The Paid Sick Leave Battle Widens in the States
http://www.thenation.com/blog/173265/paid-sick-leave-battle-widens-states
Sangita Nayak of 9to5 speaks at a petition hand-in, Milwaukee City Hall, June 2008. (Flickr/Dave Moore)
In recent months, more and more cities and states are requiring that employers give paid sick leave to their workers. Its a broadly popular policy, and a necessary oneone in three American workers has no guarantee of being paid during an illness, including only 25 percent of part-time workers. Aside from creating even more economic vulnerability for workers, this can greatly increase the spread of seasonal flus, which costs businesses $10.4 billion every year, according to the CDC.
Like so many other issues, mandatory paid sick leave has been jammed up in Washington by big-business interests: Obama supported a 2009 Democratic bill in Congress that would have guaranteed workers at least seven paid sick days per year at companies with 15 or more employees. That measure was suffocated by Republicans, and opposed by groups like the National Federation of Independent Business.

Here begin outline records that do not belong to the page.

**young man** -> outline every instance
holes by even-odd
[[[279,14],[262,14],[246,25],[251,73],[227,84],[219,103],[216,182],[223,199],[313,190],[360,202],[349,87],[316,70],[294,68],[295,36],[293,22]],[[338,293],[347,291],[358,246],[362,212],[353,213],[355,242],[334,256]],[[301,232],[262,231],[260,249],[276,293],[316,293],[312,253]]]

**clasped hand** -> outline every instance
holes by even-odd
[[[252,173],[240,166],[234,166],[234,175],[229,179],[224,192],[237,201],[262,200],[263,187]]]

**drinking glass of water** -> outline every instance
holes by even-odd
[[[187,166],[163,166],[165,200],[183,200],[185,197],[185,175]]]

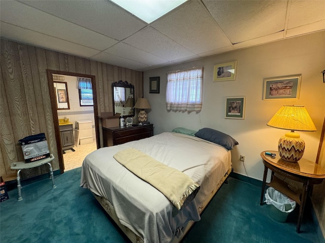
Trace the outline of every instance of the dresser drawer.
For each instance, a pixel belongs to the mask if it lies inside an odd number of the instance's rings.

So local governments have turned to just passing laws on their own, and made an impressive amount of progress. But a rising tide of conservative pushback legislation might turn the tables on one of the too-rare areas of progressive progress at the state level.

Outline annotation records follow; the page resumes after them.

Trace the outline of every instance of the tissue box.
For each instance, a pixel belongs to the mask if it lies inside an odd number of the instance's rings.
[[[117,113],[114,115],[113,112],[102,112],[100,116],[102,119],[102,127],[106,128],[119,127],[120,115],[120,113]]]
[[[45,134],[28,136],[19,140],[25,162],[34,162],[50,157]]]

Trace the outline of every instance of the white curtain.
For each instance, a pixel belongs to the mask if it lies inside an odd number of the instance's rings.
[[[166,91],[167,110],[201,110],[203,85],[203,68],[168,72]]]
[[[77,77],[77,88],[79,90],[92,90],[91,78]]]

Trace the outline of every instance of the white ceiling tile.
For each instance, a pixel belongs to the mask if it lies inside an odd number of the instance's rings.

There is already some ground to build on: In 2007, San Francisco began mandating paid sick leave and the District of Columbia adopted a paid sick leave policy in 2008. Seattle began a paid sick leave policy in 2011, and later that year Connecticut passed a measure requiring up to five sick days per year depending on how many hours were worked, making it the first state in the nation to adopt such a policy. Non-union hotel workers in Long Beach, California, won similar benefits via referendum last fall.